Windows Functions

Drawbacks aggregate functions

perform aggregations over the entire table and cause multiple rows to be grouped together

A window function performs calculations across a set of table rows that are somehow related to the current row.

Windows functions operate on SET of rows instead of the entire table. 'Window' means interval or set of rows.

This allows each row to retain its own identity since they are not grouped into a single output row.

OVER() clause and Partition BY

Syntax

SELECT
    OrderDate,
    SalesAmount,
    SUM(SalesAmount) OVER (PARTITION BY CustomerID ORDER BY OrderDate) AS RunningTotal
FROM
    SalesOrders;

PARTITION BY clause: Defines the intervals/partitions/sets of rows over which the aggregation will be performed. This is optional and if not defined the entire table is considered as one partition.
ORDER BY clause: specifies the order/sequence in which the window function will be performed for each partition.
The OVER clause determines exactly how the rows of the query are split up for processing by the window function.

If OVER() is empty, it means the entire table is considered to be a single window.
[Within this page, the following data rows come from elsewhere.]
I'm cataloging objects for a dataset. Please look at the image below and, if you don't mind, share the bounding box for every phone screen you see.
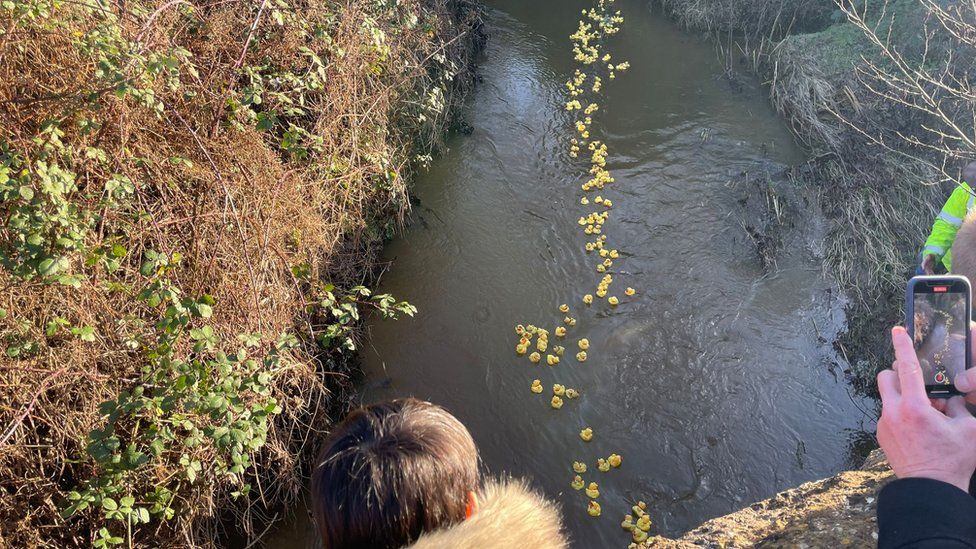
[912,283,969,389]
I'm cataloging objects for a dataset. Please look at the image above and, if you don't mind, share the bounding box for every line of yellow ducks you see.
[515,0,650,547]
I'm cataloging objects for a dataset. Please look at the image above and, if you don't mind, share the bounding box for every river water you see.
[271,0,872,547]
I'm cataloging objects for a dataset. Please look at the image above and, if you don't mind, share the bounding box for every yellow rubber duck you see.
[586,501,603,517]
[586,501,603,517]
[620,515,634,531]
[635,514,651,532]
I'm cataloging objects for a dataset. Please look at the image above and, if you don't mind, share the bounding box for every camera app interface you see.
[913,292,968,385]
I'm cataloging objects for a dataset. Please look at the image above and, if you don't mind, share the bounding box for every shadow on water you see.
[271,0,873,547]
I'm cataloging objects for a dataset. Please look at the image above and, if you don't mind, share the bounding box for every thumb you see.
[952,368,976,393]
[946,396,972,418]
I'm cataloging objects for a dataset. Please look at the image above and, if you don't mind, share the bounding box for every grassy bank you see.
[662,0,976,394]
[0,0,480,547]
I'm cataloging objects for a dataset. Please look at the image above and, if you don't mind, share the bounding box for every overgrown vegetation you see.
[663,0,976,394]
[0,0,479,547]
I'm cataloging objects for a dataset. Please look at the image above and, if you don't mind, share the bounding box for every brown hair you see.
[311,398,478,549]
[952,212,976,285]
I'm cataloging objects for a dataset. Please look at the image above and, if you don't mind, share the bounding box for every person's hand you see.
[952,322,976,405]
[878,326,976,491]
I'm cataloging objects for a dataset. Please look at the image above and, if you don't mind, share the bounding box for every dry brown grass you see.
[0,0,477,547]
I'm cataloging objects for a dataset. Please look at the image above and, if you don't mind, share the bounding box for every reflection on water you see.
[264,0,865,547]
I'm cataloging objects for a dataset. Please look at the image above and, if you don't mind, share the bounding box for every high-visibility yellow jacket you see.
[922,182,976,272]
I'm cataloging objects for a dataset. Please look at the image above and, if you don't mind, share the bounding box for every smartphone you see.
[905,275,973,398]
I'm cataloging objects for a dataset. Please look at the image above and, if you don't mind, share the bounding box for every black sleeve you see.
[878,478,976,549]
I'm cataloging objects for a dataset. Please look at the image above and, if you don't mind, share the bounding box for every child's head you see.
[311,398,478,549]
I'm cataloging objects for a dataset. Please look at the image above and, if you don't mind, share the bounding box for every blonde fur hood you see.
[407,480,569,549]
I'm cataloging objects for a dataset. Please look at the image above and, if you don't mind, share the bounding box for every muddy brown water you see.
[270,0,873,547]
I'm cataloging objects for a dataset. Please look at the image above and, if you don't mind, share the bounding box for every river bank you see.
[661,0,972,396]
[0,0,482,547]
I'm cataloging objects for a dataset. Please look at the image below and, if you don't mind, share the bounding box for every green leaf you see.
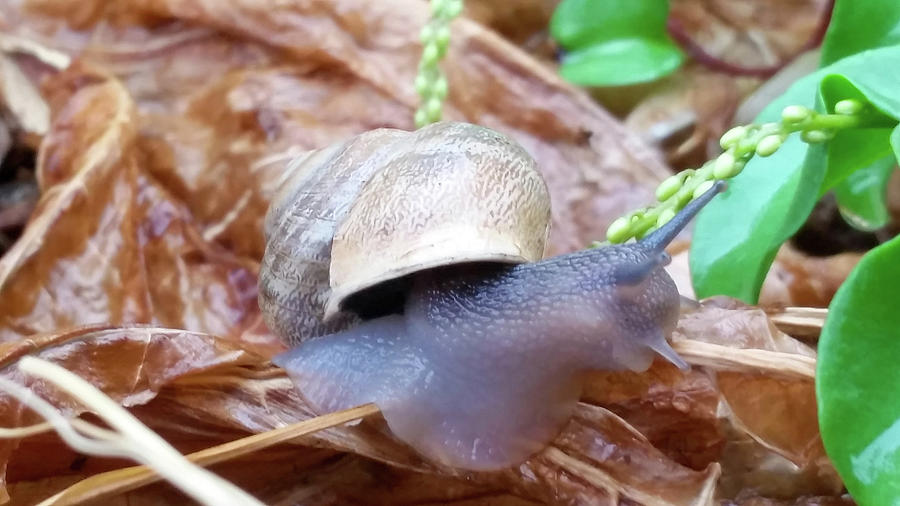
[550,0,669,50]
[689,46,900,303]
[834,154,897,231]
[819,73,900,192]
[550,0,684,86]
[559,39,684,86]
[816,237,900,506]
[821,0,900,65]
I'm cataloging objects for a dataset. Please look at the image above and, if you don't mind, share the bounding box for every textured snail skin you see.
[273,184,722,470]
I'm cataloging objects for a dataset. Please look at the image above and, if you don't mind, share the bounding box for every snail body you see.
[261,124,721,470]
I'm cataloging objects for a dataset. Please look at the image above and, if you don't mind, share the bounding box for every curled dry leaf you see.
[4,0,668,258]
[0,328,718,505]
[674,298,843,497]
[669,0,832,77]
[0,67,274,352]
[0,0,852,505]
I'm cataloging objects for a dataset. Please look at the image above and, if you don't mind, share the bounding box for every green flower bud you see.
[781,105,812,123]
[434,25,450,52]
[756,135,782,156]
[713,151,737,179]
[414,108,428,128]
[800,130,830,144]
[444,0,463,19]
[656,207,675,228]
[422,42,440,67]
[719,126,747,150]
[425,97,443,122]
[431,76,448,100]
[419,23,434,44]
[606,216,631,244]
[691,181,713,200]
[656,172,685,202]
[834,98,863,116]
[415,73,429,97]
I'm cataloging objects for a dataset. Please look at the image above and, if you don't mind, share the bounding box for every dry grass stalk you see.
[672,339,816,379]
[768,307,828,341]
[0,356,262,506]
[35,404,379,506]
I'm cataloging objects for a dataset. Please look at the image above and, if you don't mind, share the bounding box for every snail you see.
[260,122,722,470]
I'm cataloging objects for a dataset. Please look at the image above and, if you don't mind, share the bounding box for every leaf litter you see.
[0,0,851,506]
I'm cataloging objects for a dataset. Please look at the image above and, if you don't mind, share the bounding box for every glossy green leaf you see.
[689,46,900,303]
[834,153,897,231]
[816,237,900,506]
[550,0,669,50]
[822,0,900,65]
[819,74,900,192]
[550,0,684,86]
[559,39,684,86]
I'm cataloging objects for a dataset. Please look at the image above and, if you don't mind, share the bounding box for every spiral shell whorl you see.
[260,122,550,345]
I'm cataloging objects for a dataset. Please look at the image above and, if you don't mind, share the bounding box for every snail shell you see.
[259,122,550,345]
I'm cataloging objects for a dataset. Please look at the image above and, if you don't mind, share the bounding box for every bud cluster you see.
[606,99,867,243]
[415,0,463,127]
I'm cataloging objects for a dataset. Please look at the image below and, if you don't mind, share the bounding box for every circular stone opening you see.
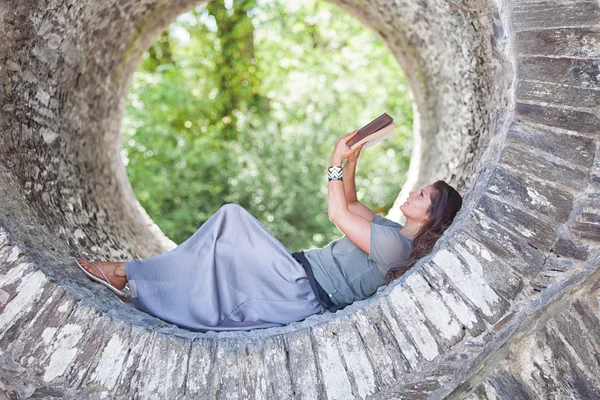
[0,0,511,337]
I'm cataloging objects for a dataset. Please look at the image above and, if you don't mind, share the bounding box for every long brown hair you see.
[385,180,462,285]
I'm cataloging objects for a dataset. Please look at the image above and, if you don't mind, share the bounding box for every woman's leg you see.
[77,257,127,290]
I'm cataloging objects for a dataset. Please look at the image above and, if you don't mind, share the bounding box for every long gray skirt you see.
[125,203,324,331]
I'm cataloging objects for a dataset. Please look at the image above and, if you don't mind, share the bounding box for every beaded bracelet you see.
[327,166,344,181]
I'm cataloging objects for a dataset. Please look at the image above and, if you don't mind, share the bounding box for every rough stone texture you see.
[0,0,600,399]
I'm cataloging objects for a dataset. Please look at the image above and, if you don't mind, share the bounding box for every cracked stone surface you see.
[0,0,600,400]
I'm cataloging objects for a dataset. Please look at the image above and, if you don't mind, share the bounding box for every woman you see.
[77,130,462,331]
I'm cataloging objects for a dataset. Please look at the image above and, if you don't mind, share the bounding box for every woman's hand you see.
[331,129,362,166]
[346,143,365,162]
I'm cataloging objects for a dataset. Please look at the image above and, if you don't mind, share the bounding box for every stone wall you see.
[0,0,600,399]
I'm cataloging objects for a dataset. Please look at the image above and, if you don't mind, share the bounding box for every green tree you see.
[123,0,412,250]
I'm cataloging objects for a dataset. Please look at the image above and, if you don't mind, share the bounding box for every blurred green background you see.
[121,0,413,251]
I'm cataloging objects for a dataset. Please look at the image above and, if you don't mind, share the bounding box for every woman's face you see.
[400,185,435,221]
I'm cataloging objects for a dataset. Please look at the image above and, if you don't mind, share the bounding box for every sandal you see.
[75,260,127,298]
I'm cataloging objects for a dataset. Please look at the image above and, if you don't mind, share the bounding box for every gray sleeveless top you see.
[304,214,412,305]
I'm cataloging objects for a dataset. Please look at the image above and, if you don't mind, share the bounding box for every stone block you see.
[462,211,545,277]
[569,221,600,242]
[506,119,600,168]
[477,194,556,251]
[423,264,486,337]
[516,80,600,112]
[130,333,189,398]
[185,338,218,399]
[490,370,535,400]
[488,165,573,222]
[516,103,600,136]
[334,319,377,399]
[539,321,599,399]
[549,312,600,388]
[571,299,600,338]
[84,324,143,396]
[57,307,123,388]
[352,303,410,387]
[498,144,587,190]
[517,56,600,89]
[513,0,600,31]
[387,286,440,361]
[112,327,156,398]
[380,301,423,369]
[405,271,464,350]
[454,233,523,299]
[285,330,324,400]
[515,27,600,58]
[312,323,355,400]
[262,335,294,399]
[554,237,589,260]
[0,263,55,340]
[431,249,510,323]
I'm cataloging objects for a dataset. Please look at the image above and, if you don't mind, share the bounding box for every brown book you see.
[346,113,396,150]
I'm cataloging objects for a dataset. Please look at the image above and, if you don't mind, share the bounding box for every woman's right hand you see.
[346,143,365,162]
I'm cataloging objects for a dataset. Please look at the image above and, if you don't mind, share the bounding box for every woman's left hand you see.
[331,129,358,166]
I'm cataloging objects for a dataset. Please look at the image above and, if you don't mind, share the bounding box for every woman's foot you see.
[76,257,127,290]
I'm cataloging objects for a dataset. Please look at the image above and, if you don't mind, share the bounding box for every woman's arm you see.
[342,159,375,221]
[327,131,371,253]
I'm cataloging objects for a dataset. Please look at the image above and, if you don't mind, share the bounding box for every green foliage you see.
[123,0,412,251]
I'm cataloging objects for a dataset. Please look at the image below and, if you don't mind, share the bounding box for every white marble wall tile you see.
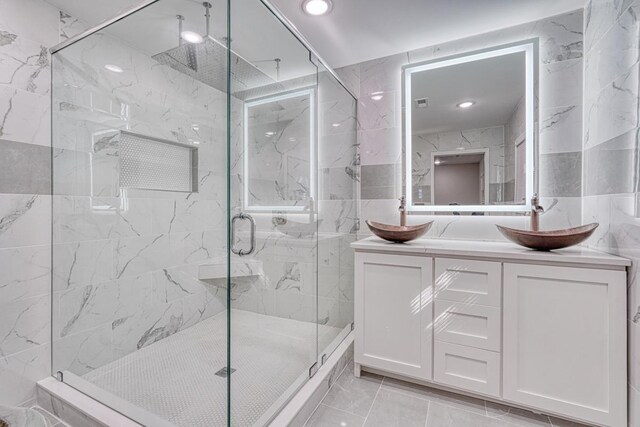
[52,282,120,338]
[539,58,586,109]
[52,323,113,375]
[0,295,51,357]
[584,0,633,52]
[584,64,640,148]
[0,34,51,95]
[358,127,402,165]
[585,4,640,90]
[114,234,170,279]
[0,85,51,146]
[0,246,51,303]
[539,104,582,154]
[533,10,583,64]
[0,194,51,248]
[53,240,114,291]
[0,344,51,405]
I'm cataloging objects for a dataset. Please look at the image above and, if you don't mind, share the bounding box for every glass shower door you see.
[229,0,318,426]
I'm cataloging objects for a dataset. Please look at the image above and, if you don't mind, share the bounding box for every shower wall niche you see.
[52,0,359,427]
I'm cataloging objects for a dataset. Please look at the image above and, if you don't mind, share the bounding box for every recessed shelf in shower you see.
[119,131,198,193]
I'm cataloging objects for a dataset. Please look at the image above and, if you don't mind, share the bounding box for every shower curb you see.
[269,331,354,427]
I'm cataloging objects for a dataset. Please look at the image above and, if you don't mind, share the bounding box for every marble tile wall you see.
[582,0,640,427]
[338,10,583,240]
[226,70,359,334]
[0,0,74,406]
[52,21,226,375]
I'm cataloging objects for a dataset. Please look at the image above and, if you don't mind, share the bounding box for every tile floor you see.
[305,363,583,427]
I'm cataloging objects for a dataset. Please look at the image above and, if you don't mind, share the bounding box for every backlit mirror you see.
[403,41,537,214]
[244,88,315,212]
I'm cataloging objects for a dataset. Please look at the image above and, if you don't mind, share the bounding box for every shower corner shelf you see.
[198,259,264,280]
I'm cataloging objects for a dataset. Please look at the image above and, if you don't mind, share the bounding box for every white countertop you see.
[351,236,631,267]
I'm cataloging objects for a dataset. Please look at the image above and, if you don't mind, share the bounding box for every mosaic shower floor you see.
[83,310,340,427]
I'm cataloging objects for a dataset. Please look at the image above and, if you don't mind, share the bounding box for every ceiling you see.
[47,0,586,68]
[411,52,526,134]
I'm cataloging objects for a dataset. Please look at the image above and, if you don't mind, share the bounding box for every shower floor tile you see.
[83,310,340,427]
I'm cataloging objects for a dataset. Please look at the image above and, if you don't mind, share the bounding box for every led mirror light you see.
[180,31,204,43]
[456,101,475,108]
[302,0,333,16]
[104,64,124,73]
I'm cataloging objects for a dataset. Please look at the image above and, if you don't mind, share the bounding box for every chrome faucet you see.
[398,196,407,227]
[531,194,544,231]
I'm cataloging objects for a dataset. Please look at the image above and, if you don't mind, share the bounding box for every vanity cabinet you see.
[352,238,630,427]
[354,253,433,378]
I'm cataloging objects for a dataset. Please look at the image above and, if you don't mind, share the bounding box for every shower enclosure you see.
[52,0,358,427]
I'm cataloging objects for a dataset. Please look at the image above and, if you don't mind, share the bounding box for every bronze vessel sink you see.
[366,220,433,243]
[496,222,599,251]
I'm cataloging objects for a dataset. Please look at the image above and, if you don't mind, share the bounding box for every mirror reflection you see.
[404,41,534,212]
[244,89,315,211]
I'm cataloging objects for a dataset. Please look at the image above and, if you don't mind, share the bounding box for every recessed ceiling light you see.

The entire table is one partition.

Types Of Window Functions:

Aggregate window functions using the over() clause: sum, min, max,avg, count
Rank Based Window functions: Row_number, Rank, Dense Rank.

Aggregate Window Functions

SELECT
    OrderID,
    CustomerID,
    SalesAmount,
    COUNT(*) OVER (PARTITION BY CustomerID) AS CustomerOrderCount,
SUM(SalesAmount) OVER (PARTITION BY CustomerID) AS Totalsales,
AVG(SalesAmount) OVER (PARTITION BY CustomerID) AS Averagesales,
 MAX(SalesAmount) OVER (PARTITION BY CustomerID) AS HighestSales,
 MIN(SalesAmount) OVER (PARTITION BY CustomerID) AS LeastSales
FROM
    Sales;

OrderID	CustomerID	SalesAmount	CustomerOrderCount	TotalSales	AverageSales	HighestSales	LeastSales
1	A	100	3	450	150.0	200	100
3	A	150	3	450	150.0	200	100
6	A	200	3	450	150.0	200	100
2	B	200	2	375	187.5	200	175
5	B	175	2	375	187.5	200	175
4	C	300	1	300

ROW_NUMBER() function

Assigns a sequential integer(starting from 1) for each row present inside a partition.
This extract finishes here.